FeatureRequest/HelpNeeded: highlight is not an exact subset of the text content
thiswillbeyourgithub opened this issue · 4 comments
Hi,
I'm the dev behind LogseqMarkdownParser and am working on a small script to directly turn highlights into anki flashcards.
It's not yet working because I'm running into an issue with text formats.

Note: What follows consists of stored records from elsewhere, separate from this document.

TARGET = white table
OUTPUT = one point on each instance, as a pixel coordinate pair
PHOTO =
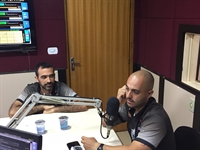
(81, 123)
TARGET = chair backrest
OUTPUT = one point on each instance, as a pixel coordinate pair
(187, 138)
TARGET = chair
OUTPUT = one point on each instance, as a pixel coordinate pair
(187, 138)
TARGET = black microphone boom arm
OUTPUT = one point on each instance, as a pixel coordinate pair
(62, 100)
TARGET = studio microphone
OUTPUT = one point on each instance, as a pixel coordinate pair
(112, 108)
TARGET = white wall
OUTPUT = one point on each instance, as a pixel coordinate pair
(11, 85)
(176, 102)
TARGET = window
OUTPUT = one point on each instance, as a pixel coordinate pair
(188, 67)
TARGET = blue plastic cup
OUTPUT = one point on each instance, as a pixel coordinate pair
(40, 126)
(63, 122)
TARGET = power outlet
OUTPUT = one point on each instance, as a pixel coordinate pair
(191, 105)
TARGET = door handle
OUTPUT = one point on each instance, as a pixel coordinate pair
(73, 63)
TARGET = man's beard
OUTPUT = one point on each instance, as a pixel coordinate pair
(48, 88)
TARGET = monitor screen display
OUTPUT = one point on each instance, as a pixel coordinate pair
(17, 26)
(14, 139)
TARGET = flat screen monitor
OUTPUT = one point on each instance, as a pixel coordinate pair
(17, 26)
(14, 139)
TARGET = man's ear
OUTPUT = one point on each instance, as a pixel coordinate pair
(36, 78)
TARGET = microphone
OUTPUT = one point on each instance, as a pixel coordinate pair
(112, 108)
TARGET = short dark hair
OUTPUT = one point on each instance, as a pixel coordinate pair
(42, 65)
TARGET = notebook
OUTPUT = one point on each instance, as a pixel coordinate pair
(19, 140)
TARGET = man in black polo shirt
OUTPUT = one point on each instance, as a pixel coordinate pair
(148, 124)
(46, 85)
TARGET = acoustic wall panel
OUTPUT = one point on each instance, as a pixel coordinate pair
(177, 104)
(156, 84)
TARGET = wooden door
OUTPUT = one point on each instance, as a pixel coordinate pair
(100, 40)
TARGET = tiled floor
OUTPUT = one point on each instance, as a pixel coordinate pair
(124, 137)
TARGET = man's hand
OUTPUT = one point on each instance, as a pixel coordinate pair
(48, 109)
(121, 94)
(89, 143)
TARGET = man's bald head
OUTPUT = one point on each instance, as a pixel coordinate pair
(146, 77)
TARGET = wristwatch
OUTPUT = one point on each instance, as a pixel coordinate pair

You see, I don't just want the highlight to be sent to anki, I want to grab the 1000 ish characters before and after the highlight, make a cloze card (= putting a hole in the text and you have to guess the content) with the highlight then sending that to anki.
The main issue I have is that for example I have this highlight:
For example, suppose ΔW is the weight update for a weight matrix W∈RA×B.
And the relevant section of text is this:
For example, suppose \\(\\Delta W\\) is the weight update for a weight ' 'matrix \\(W \\in \\mathbb{R}^{A \\times B}\\).
I'm guessing this is mathjax.
I can't seem to find a good python lib to parse mathjax into text, or text into mathjax, let alone reliably.
So is it possible to:
- Either add
{{{rawText}}}
for the highlight, that would not be parsed (so would still contain the mathjax) - Or parse the content of the article just like the highlight (currently only the highlight is parsed to text)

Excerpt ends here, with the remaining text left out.